Das ist so schon richtig, und bei einer hohen Anzahl Ports lohnt es durchaus, sich nach einer Alternative umzusehen.

Die meisten Anwendungen kommen allerdings mit einem 8er oder 16er Switch ohne Probleme durch (zumindest für den RT-Teil), und hier muss man sich doch Fragen, ob sich der zusätzliche Aufwand, den man treiben muss, um einen "normalen" Switch in einen Schaltschrank zu bekommen (Montageblech basteln, 230V-Steckdose, fummeliges billiges Steckernetzteil), wirklich lohnt.

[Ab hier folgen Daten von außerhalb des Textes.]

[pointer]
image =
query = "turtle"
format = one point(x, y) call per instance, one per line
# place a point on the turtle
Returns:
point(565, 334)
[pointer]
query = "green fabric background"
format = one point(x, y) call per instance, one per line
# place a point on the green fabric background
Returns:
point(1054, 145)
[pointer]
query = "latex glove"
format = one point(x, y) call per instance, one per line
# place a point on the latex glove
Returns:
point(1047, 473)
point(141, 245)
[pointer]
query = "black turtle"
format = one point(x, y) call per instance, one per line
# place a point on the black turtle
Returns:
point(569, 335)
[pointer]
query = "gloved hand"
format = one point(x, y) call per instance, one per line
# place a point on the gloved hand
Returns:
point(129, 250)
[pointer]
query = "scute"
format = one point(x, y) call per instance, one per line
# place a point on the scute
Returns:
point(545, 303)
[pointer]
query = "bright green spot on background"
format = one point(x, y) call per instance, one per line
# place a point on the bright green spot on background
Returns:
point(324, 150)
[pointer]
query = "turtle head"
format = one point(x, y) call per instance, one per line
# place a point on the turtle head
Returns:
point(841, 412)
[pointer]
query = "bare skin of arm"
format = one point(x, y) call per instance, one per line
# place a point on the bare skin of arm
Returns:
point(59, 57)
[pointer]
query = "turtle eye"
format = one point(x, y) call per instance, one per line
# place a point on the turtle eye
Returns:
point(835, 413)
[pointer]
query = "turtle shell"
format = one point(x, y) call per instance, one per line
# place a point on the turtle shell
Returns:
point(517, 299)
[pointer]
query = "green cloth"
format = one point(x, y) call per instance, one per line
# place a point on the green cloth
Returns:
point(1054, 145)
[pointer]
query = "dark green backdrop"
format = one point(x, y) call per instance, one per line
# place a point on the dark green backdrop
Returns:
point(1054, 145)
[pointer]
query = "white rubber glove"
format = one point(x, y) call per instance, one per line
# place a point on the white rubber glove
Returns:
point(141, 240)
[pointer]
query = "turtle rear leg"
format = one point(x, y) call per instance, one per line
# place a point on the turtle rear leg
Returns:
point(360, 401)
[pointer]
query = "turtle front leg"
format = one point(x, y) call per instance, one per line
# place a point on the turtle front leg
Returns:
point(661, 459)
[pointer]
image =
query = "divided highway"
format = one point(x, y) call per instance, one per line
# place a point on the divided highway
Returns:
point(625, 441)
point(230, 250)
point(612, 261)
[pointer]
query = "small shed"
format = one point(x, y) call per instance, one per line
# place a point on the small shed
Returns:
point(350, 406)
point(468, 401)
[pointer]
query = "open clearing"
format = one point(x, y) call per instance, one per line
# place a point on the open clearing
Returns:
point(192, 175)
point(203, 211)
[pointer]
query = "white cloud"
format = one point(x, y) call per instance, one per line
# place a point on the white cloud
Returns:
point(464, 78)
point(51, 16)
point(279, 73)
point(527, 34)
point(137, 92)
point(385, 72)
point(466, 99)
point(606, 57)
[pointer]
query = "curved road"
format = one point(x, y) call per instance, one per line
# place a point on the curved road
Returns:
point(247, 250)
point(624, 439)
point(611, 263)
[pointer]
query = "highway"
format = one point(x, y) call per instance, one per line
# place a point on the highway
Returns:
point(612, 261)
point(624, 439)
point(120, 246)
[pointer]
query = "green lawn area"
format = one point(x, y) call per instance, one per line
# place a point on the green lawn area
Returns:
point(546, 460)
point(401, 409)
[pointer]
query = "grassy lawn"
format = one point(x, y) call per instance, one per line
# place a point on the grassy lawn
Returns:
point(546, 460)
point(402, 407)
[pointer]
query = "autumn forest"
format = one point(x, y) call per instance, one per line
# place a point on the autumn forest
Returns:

Für den Nicht-RT Teil (also Visu, PG usw.) genügen 0815-Switches (idealerweise auch in Hutschienenausführung).

mfg Maxl


----------



## Rainer Hönle (30 Mai 2008)

centipede schrieb:


> Ich gehe davon aus, hier ist IRT gemeint, dann ist diese Aussage aber so nicht korrekt. Die IRT-Switche kümmern sich darum, dass die Timings genau eingehalten werden.
> 
> Gruß,
> Centi


Siehe Erläuterungen in meinem Beitrag von 11:59


----------



## ChristophD (30 Mai 2008)

Hi,

@maxl
Genz einfach eine Anwendung? Motion Control z.b. eine SIMOTION Steuerung und eine SINAMICS S120 Antriebsverband
oder 2 SIMOTION Steuerungen miteinander im verteilten Gleichlauf.

@sailor
Profinet RT unterscheidet wie schon erwähnt nicht physikalisch von TCP/IP.
Bei Profinet RT wird lediglich eine spezielle Kennung im Header verwendet um den schnellen Transport zu gewährleisten, das kann jeder Switch mit der Funktion Qos unterstützen.
Profinet IRT baut auf die HW des ERTEC Chips auf (ERTEC200/ERTEC400) und erfordert auch spezielle Netzzkomponenten welche diese speziellen Telegramme unterstützen, momentan sind mir nur die aus der SCALANCE Reihe bekannt und von mir auch verwendet

Gruß
Christoph


----------